Tough to cut South China Sea deal with Beijing by 2026, say experts

Tough to cut South China Sea deal with Beijing by 2026, say experts

Analysts from Singaporean and Malaysian think tanks say any agreement on the South China Sea code of conduct depends a lot on China, citing differing legal interpretations and Asean members’ fear of a harsh response from Beijing.

Analysts say interpretation of international law and nature of activities in the South China Sea are among the stumbling blocks that are likely to prevent China and Asean from coming to an agreement. (EPA Images pic)
PETALING JAYA:
Foreign policy experts believe it will be tough for Asean to finalise the long-awaited South China Sea code of conduct in 2026, the year when the Philippines leads the regional bloc at chair.

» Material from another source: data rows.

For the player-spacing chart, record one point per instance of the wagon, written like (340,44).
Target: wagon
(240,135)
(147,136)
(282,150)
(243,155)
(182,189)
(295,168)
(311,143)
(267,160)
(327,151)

Joanne Lin, senior fellow at Singapore’s ISEAS-Yusof Ishak Institute, said it is almost certain the code will be among the new Asean chair’s top priorities due to its escalating maritime tensions with China.

While Manila will push for a legally binding code of conduct, Lin said, progress will be hindered by China and Asean’s disagreement on key issues concerning the South China Sea, such as the interpretation of international law and what activities the code should regulate.

“So, while the Philippines will inject urgency and political weight into the process, expectations must be measured. It can keep momentum alive, but major breakthroughs will depend on whether Beijing is willing to shift its longstanding negotiating position,” she told FMT.

Lin added that Asean also has to grapple with internal divisions. Given that maritime disputes are very structural in nature, finalising a legally binding agreement is unlikely in the short term, she said.

In 2016, the Permanent Court of Arbitration in The Hague ruled that China had no basis for its territorial claims in the South China Sea.

Despite this, the major power has continued to assert sovereignty over almost the entire maritime region, leading to repeated clashes, particularly between Filipino and Chinese vessels, which have even led to collisions.

China has also encroached into parts of Malaysia’s exclusive economic zones (EEZs) near Sabah and Sarawak, including one instance last year reportedly involving three Chinese coast guard vessels near a Petronas offshore oil rig.

According to the Asia Maritime Transparency Initiative, at least one Chinese coast guard vessel entered and operated in Malaysian waters every day between Jan 1 and Sept 27 last year.

Malaysia also faces the challenge of illegal and unregulated fishing by Vietnamese and Chinese fishing vessels in its EEZs, which some observers have said are going unreported.

Thomas Benjamin Daniel of Malaysia’s Institute of Strategic and International Studies said it is clear that more than a few Asean nations are hesitant about finalising the code, especially for fear of drawing a harsh response from Beijing.

The analyst added that all it takes for the 2026 deadline to be missed is for one Asean member state to delay or disagree with the code of conduct.

“While the code could help manage tensions in the contested South China Sea, it risks further constricting their already narrow strategic wiggle room, especially against China’s presence and dominance in the contested waters,” he said.

Outside the code of conduct, Daniel does not see Asean claimant states being able to take other steps to address territorial disputes in the South China Sea, citing a distrust among these nations “as much as they distrust China”.

“Negotiations in good faith, transparent where necessary, based on international laws and norms, will be a good start. However, I don’t really see that happening.”

Malaysia’s key role in 2026

Nevertheless, Malaysia is set to continue playing a key role in the code of conduct talks as it continues serving as the Asean-China relations coordinator until 2027.

Daniel said Malaysia will be very involved in discussions next year as it continues coordinating talks between Asean and China, with key deadlines already set.

However, he is more pessimistic on the possible outcome, saying the final document may turn out to be valuable but is likely to be “just another Asean document”, in the sense that it will only be declarative and vague.

“Time will tell,” he said, citing the various interests and distrusts at play among the nations involved.

Lin maintained that the code of conduct is still a crucial instrument for regional stability, though its form should be realistic and pragmatic.

She credited Putrajaya with being consistent and keeping the momentum of discussions alive as coordinator between Asean and China, pushing for regular talks and keeping unity amid heightened tensions.

“While no major breakthroughs emerged under its Asean chairmanship, this was largely due to structural constraints rather than a lack of effort by Malaysia, which had ensured the issue did not slip off the agenda.”

She suggested Asean pursue more modular or issue-based deals with China that could serve as tools to manage risks and incidents, such as agreements on managing incidents at sea, rules on dangerous manoeuvres and protocols for law-enforcement interactions at sea.

“These can be complemented by joint or coordinated patrols, better maritime domain awareness through shared information, and capacity-building with partners to reduce the asymmetry with China.

“The value of the code of conduct lies not only in the legal text, but in the continued relevance of Asean as a stabiliser,” Lin added.